Let me tell you about wildlife photography in Yellowstone and some tips I have to make it worth your time:
- Get a zoom lens. I’m talking about something that goes to at least 200mm, anything else is too short because you can’t get close to any of the animals in Yellowstone.
- Stop where there are many cars and be prepared to stop often. Sure it can be annoying to be surrounded by so many people, but chances are cars have stopped for a reason and the reason is usually a wild animal. Some of the best opportunities you’ll have to take wildlife photography images in Yellowstone are at the side of the road. In fact, that’s where most of my images are from.
- Use a high shutter speed and adjust your camera settings in advance. This can be a little challenging to remember, especially if you are going between wildlife photography and landscape photography, but it’s essential if you want a good shot. I made the mistake of not adjusting my camera appropriately and most all of the shots I took of swans that were quite literally posing for us in Yellowstone were blurry and sad. I’m still mad at myself for that one.

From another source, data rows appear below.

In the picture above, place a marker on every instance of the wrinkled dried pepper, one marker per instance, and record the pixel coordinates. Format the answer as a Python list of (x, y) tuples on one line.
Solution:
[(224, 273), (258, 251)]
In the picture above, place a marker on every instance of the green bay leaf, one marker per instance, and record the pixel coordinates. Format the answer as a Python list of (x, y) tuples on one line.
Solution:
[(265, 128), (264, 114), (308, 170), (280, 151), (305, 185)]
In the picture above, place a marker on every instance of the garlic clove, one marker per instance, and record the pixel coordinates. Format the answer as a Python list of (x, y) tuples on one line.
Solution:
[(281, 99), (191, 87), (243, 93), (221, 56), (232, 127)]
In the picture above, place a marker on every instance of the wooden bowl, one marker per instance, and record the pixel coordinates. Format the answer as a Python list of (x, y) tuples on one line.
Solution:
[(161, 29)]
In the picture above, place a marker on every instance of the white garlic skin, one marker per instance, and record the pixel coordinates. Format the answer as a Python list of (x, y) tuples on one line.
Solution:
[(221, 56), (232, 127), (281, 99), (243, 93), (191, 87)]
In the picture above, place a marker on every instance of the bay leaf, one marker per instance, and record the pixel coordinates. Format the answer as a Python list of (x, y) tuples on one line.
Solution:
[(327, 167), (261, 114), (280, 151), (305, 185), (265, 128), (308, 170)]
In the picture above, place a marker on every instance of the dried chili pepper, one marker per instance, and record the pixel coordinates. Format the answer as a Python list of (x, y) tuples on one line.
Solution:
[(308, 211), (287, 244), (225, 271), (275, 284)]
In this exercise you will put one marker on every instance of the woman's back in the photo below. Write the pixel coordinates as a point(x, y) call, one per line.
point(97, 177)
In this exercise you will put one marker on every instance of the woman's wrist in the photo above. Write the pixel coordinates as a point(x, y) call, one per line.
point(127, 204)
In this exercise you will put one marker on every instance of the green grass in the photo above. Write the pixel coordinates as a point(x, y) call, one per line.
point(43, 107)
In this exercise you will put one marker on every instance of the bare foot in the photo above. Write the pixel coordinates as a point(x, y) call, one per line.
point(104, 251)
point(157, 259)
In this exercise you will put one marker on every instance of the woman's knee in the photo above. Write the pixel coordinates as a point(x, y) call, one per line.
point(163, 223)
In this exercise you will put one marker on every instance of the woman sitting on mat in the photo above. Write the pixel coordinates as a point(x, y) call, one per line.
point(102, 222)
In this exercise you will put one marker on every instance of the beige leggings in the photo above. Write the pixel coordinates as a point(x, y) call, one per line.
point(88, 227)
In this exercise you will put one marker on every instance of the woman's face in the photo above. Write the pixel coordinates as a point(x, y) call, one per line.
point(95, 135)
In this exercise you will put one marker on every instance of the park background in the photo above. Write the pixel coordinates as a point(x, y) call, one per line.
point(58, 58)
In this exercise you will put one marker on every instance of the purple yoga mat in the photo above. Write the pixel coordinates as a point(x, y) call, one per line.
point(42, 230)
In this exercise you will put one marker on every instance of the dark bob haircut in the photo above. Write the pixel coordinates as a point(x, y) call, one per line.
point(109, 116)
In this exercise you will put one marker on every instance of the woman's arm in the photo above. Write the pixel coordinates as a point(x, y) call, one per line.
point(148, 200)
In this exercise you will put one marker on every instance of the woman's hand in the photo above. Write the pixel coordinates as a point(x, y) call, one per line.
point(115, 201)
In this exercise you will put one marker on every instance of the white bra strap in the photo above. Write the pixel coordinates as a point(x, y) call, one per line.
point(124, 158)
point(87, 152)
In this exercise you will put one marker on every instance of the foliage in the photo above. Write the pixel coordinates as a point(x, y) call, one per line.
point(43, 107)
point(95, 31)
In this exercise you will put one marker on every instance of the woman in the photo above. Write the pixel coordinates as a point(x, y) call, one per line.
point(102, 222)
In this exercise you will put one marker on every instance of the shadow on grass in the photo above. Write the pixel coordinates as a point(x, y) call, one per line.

- Take LOTS of pictures, and be prepared for whatever wildlife you’re photographing to look up. They all do it eventually, sometimes it just takes a while. Patience is key here, and good wildlife photography images come to those who wait.
Those are my main tips, along with staying a safe distance from the wildlife in Yellowstone. Most by the side of the road are somewhat used to people, but it doesn’t give anyone an excuse to get closer. This is where tip number one is especially important.